Was it sorrow or joy that she saw in his eyes? "No, no, that's not allowed, not yet. Not until eleven o'clock tomorrow night."

Her voice was desperate, hysterical. "_What's happening at eleven o'clock tomorrow night_?"

"I wouldn't want you here and always miserable, Christine, I wouldn't want to keep you here as a prisoner for all my life. I don't want a prisoner for a wife. I decided to give you a choice. You marry me; become my wife with the blessing of the mayor and the priest of the Madeleine, or everyone's dead and buried. You, Erik, and all the world with us. And all by your pretty hands, my angel."

She gasped, the horror of it all overcoming her. Even he, even such a monster, such a murderer as he couldn't offer her such a choice! At her hesitation, he said "You don't have to decide now. You have until tomorrow night at eleven o'clock. But, till then, you can't die. I won't let you." And with that said, he took out rope from somewhere in the room. Realizing what he was going to do, she managed to whisper, "Erik, please don't…"

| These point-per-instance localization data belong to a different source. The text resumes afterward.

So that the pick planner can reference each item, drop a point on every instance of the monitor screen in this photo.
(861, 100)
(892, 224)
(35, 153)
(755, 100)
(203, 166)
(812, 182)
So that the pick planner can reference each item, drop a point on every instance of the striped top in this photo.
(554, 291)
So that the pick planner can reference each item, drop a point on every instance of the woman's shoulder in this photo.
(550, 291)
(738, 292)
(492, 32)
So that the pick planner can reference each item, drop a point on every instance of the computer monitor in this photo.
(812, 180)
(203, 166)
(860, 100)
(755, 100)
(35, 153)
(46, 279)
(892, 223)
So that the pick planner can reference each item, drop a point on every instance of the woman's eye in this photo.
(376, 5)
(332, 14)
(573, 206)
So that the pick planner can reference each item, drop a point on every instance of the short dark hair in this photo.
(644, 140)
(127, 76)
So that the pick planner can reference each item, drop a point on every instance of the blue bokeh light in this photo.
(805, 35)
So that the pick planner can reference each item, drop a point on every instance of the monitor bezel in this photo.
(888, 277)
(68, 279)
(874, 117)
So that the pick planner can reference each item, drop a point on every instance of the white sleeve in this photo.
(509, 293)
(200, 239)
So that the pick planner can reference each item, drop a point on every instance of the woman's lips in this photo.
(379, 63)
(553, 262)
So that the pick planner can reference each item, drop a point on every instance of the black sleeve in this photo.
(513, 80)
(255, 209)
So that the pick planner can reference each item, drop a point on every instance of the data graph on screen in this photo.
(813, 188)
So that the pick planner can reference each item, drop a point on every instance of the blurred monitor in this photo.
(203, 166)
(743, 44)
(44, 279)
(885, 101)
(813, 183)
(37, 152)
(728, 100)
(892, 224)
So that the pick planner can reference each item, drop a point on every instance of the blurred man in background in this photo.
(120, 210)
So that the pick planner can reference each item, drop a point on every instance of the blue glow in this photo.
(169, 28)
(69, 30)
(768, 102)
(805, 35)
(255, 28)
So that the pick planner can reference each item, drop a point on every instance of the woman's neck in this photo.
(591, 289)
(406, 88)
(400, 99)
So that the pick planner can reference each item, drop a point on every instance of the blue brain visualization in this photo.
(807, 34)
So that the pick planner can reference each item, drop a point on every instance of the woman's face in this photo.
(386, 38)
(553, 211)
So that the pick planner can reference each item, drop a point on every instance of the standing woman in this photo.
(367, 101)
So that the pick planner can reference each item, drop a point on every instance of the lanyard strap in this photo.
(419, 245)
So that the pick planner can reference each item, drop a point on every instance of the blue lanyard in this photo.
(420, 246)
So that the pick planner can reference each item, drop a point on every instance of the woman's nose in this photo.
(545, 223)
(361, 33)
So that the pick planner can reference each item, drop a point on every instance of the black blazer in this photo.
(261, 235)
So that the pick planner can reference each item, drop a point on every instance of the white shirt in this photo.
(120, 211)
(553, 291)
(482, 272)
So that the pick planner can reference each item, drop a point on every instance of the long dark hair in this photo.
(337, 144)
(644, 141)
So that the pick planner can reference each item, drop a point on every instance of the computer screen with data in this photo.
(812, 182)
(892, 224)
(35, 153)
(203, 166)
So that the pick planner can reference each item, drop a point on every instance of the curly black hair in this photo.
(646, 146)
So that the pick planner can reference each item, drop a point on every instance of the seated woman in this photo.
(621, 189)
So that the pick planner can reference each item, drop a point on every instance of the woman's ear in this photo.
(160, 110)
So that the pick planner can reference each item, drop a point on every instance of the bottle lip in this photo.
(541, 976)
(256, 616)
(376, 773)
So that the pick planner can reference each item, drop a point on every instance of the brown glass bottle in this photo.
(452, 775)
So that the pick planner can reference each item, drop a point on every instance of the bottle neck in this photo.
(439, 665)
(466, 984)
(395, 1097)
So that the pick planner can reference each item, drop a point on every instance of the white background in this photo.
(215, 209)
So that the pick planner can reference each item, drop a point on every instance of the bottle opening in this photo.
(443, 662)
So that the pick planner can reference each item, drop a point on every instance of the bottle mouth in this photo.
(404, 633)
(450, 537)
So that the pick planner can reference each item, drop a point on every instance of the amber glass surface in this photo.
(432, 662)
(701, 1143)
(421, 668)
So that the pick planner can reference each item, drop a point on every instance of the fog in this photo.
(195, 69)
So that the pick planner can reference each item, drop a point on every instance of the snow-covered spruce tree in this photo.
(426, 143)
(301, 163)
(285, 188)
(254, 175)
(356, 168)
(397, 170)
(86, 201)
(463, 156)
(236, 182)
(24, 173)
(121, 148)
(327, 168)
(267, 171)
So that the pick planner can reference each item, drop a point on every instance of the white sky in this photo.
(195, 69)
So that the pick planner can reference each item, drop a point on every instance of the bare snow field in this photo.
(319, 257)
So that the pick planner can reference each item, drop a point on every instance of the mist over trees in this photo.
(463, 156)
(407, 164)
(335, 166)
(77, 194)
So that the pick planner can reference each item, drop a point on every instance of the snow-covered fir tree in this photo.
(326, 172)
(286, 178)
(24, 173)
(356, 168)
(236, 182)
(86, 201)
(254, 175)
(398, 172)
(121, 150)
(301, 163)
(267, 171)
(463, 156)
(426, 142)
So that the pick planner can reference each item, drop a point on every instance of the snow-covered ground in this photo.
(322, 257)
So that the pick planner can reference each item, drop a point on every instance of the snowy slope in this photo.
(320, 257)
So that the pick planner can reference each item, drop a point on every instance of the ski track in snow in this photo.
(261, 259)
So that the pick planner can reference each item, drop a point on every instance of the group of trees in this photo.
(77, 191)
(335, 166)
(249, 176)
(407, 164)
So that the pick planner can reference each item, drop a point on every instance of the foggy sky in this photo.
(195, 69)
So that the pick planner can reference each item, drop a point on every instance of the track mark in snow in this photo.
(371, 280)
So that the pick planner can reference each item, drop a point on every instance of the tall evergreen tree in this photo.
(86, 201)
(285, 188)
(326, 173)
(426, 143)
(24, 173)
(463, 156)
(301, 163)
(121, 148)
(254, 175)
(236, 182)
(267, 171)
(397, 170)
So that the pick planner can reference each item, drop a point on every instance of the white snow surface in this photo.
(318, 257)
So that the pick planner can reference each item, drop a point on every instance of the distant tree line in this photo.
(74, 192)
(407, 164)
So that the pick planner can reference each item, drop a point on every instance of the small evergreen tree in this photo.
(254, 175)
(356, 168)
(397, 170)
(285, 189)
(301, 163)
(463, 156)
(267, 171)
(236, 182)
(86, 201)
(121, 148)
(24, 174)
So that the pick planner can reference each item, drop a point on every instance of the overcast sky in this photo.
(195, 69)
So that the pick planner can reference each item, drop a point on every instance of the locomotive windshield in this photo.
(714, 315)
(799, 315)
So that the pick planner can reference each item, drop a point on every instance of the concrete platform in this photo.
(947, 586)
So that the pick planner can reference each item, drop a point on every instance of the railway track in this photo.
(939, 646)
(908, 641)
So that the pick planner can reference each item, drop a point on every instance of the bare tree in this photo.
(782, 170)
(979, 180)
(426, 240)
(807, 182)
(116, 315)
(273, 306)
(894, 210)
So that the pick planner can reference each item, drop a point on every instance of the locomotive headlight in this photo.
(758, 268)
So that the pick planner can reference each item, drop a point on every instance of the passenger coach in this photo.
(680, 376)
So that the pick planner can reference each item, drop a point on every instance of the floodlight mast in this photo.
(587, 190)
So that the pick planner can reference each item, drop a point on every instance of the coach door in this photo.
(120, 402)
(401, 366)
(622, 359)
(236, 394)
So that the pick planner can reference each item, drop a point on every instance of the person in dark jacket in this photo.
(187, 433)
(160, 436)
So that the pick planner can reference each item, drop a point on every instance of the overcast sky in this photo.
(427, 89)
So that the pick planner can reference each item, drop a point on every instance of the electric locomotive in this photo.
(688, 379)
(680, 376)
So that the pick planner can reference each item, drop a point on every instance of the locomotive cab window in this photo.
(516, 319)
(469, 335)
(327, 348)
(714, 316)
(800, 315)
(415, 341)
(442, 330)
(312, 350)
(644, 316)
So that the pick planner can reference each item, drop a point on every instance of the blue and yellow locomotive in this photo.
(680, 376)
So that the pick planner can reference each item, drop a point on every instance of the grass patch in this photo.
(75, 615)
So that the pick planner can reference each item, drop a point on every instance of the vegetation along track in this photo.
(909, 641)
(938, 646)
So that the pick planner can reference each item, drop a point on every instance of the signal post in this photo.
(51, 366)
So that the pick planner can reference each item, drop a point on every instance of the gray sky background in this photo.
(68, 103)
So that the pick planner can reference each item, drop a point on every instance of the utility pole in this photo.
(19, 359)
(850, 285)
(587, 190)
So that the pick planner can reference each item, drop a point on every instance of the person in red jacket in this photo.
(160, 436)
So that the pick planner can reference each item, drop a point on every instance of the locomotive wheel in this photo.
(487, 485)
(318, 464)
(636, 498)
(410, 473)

Was he frowning behind the mask? She couldn't tell. "Erik wouldn't hurt you, Christine. Now sit down."

She sank into the chair behind her because she didn't know what to do. He was indeed gentle as he used the rope to tie her hands and feet together and also to tie her securely to the chair. But she felt like poor Desdemona waiting to be killed.

And then Erik said, sitting down at his organ, "Take it or leave it. The requiem mass or the wedding mass."


End file.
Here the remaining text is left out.